Information Note Outlines Objectives, Timeline for UN 2019 Climate Action Summit

UN Secretary-General António Guterres has published an information note detailing the objectives of and the preparatory process for the UN 2019 Climate Action Summit. The Summit will focus on “sectors that create the most emissions and the areas where building resilience will make the biggest difference.”
The Climate Action Summit will convene on 23 September 2019, in New York, US, one year before countries are expected to enhance their Nationally Determined Contributions (NDCs) under the Paris Agreement on climate change.
The action-oriented Summit will seek to increase ambition and accelerate action to implement the Paris Agreement through: raising national ambition, with countries presenting concrete, realistic plans to enhance their NDCs by 2020, and reducing emissions by 45% over the next decade and to net zero by 2050; encouraging transformative changes in a range of sectors to support implementation of the plans; and generating political momentum through enhanced social and political drivers and through youth and public engagement.
The note explains that the Summit’s deliverables and initiatives that will be presented must be “implementable, scalable and replicable,” align with the goals of the Paris Agreement and include a range of stakeholders.
The Summit’s deliverables and initiatives that will be presented must be implementable, scalable and replicable.

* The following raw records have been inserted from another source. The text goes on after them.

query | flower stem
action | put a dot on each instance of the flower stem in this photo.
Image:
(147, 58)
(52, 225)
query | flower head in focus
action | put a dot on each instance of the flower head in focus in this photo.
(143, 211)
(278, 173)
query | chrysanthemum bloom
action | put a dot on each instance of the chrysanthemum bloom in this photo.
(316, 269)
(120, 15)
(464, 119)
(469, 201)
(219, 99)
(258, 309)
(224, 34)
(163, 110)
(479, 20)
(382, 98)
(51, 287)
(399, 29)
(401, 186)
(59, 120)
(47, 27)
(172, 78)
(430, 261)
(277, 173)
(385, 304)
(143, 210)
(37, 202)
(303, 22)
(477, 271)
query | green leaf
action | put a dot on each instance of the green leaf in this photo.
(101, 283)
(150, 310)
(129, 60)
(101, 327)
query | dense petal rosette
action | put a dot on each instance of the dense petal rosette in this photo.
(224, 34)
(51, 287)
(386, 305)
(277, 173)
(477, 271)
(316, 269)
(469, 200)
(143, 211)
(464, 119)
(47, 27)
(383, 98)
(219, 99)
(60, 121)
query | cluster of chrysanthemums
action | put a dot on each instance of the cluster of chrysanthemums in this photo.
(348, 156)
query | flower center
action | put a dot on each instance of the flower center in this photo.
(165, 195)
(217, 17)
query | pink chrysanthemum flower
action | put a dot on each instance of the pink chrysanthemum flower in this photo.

The document outlines the nine interdependent tracks that will identify initiatives for the Summit, each supported by a coalition led by governments, civil society, the UN and other international organizations. These are:
* The Mitigation Strategy track that will focus on major emitters, led by Japan and Chile, with support from UNFCCC Executive Secretary Patricia Espinosa, UN Development Programme (UNDP) Administrator Achim Steiner and Vice-Chair of the Board of the UN Global Compact, Paul Polman;
* The Social and Political Drivers track that will focus on issues cutting across all other tracks, including health and just transition, and consider gender, climate and security and others, led by Peru and Spain, with support from the UN Department of Economic and Social Affairs (DESA), the International Labour Organization (ILO) and the World Health Organization (WHO);
* The Youth and Mobilization track that will streamline youth’s participation across all the tracks, led by the Marshall Islands and Ireland, with support from the UN Secretary-General’s Envoy on Youth;
* The Energy Transition track that will focus on accelerating energy transition, including by boosting renewable energy, energy efficiency, energy storage, access and innovation, and mobilizing investments for the transition, led by Denmark and Ethiopia and supported by Sustainable Energy for All (SEforAll);
* The Resilience and Adaptation track that will focus on integrating climate risks into public and private sector decision making to ensure food, water and job sustainability, prevent disasters and enable post-disaster recovery, led by Egypt and the UK, with support from UNDP;
* The Nature-based Solutions track, addressing forests and land-based ecosystems, smart agriculture and food systems, and regenerating life in rivers, lakes and oceans, led by China and New Zealand, with support from the UN Environment Programme (UNEP) and David Nabarro, Strategic Director of Skills, Systems and Synergies for Sustainable Development;
* The Infrastructure, Cities and Local Government track, focusing on scaling commitments related to low-emission and resilient infrastructure, led by Turkey and Kenya, with support from the UN Human Settlements Programme (UN-Habitat);
* The Climate Finance and Carbon Pricing track that will focus on delivering on the existing commitments of providing USD 100 billion annually by 2020 for mitigation and adaptation, led by France, Jamaica and Qatar, with support from the World Bank; and
* The Industry track, focusing on stronger commitments from hard-to-abate sectors, led by India and Sweden, with support from World Economic Forum (WEF).
Benchmarks for selection criteria for the initiatives, the note reports, are based on: transformational impact; sustainable development co-benefits; replicability and scalability; measurability and implementability; and innovation and visibility.
The note outlines the tentative timeline and key dates for the Summit. The UN Secretary-General’s Special Envoy for the Summit, Luis Alfonso de Alba, and the nine coalitions will present an initial list of Summit outcomes on 30 April and a revised, longer list of outcomes on 15 May. The Special Envoy will then present the refined criteria for ambition on 15 June, in advance of a preparatory meeting for the Summit, which will convene in Abu Dhabi, United Arab Emirates (UAE), from 30 June 2019 to 1 July 2019. The meeting will include a presentation of a list of Summit outcomes, and provide the opportunity to select proposals to be presented at the Summit.
Summit events in or around UN Headquarters will take place from 21-22 September, and include presentations of the broader work of the coalitions’ initiatives. On 23 September, the day of the Summit, only the most ambitious proposals for climate action and implementation will be presented.
A Chair’s summary will capture the initiatives and commitments showcased at the Summit. Follow-up arrangements will track progress, ensure accountability and facilitate implementation of the Summit’s proposals. The 25th session of the Conference of the Parties (COP 25) to the UNFCCC will provide the first opportunity to review progress on commitments made at the Summit.